7. Embrace Facebook for business. Sarah handles the more mechanical side of our facebook business page, like creating our ads, and also boosting our photo albums the week of a sale. We have seen a huge bulk of our traffic come from those facebook ads. We can cater them to people who live within a certain radius and who have certain interests. Most times when I ask new customers how they heard of us, their answer is facebook. If you have a small business, I strongly recommend using it.
8. Admit your mistakes and defeats. Easier said than done, right? Sometimes we have ideas that we try out, and they don’t work. The biggest mistake we can make is trying to pretend that we weren’t wrong. Just admit it, admit it to your vendors, and move on. To give you a minor example of this…. last week I was entering sales books and was told a certain piece of furniture sold. I had no record of it anywhere, and swore up and down it wasn’t there. There was no way that piece was sold. A vendor suggested that maybe a book was left behind at the barn…. “No, I am certain I have them all. They are all numbered!” Well lo and behold, one was hiding underneath the cash drawer, and within its pages was the missing piece of furniture. OOPS! I quickly told the vendors “OOPS! Found it- there was a missing book! Sorry! I am only human!” We all were relieved and laughed, and moved on. Of course some mistakes are larger than that, but either way I think it is very important to own those mistakes. After all, we learn and grow from those mistakes, and we are only human, so they are bound to happen. We are still a young business so we are only working our way up that learning curve.
9. Set an example of customer service. Often in these types of businesses, there are several creative types who maybe have never had the experience of working in retail, or customer service. I started off years ago in retail management and worked in that field for about 4 years, and Chris has worked in it for 16 years. It’s sort of in the fabric that makes us up because we often talk about work and customer service stories at home. I try to keep a friendly demeanor, and always greet customers and engage them when I am working. I ask vendors to do the same, but I strongly believe that leading by example is always the best way to go.

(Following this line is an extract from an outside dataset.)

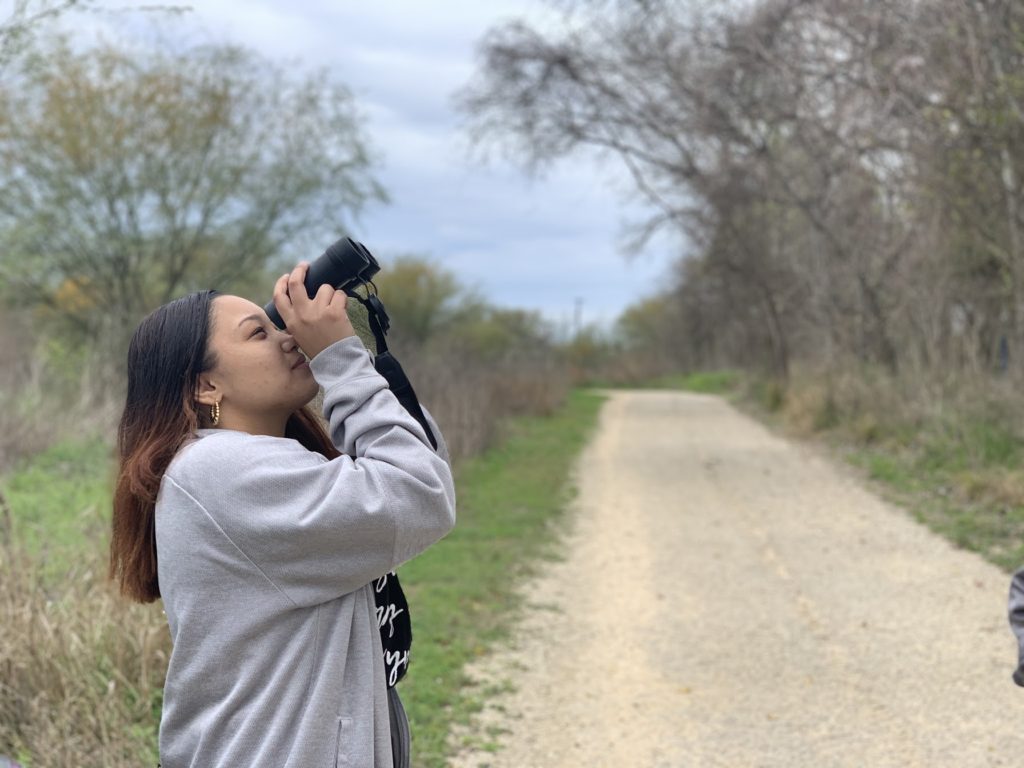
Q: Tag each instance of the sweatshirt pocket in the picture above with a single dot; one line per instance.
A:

10. Be flexible in your vision. As we learn and grow, we are still finding what works best for us. We had a vision for Sweet Clover from the beginning, and along the way, it has evolved a little bit on its own as well. It’s important to always stay flexible and ready to change if needed- roll with the punches, and rise up to meet the road ahead of you, even if it challenges you. If you resist change, you could end up hurting your business in the end.
I am so thankful for all that I have learned since opening Sweet Clover…. all of these lessons have kept us changing for the better, and moving on the right path. I wish you all of the best and much success in your own businesses as well! After all, we can’t succeed without lifting each other up, supporting our own, as well as supporting the businesses that surround us.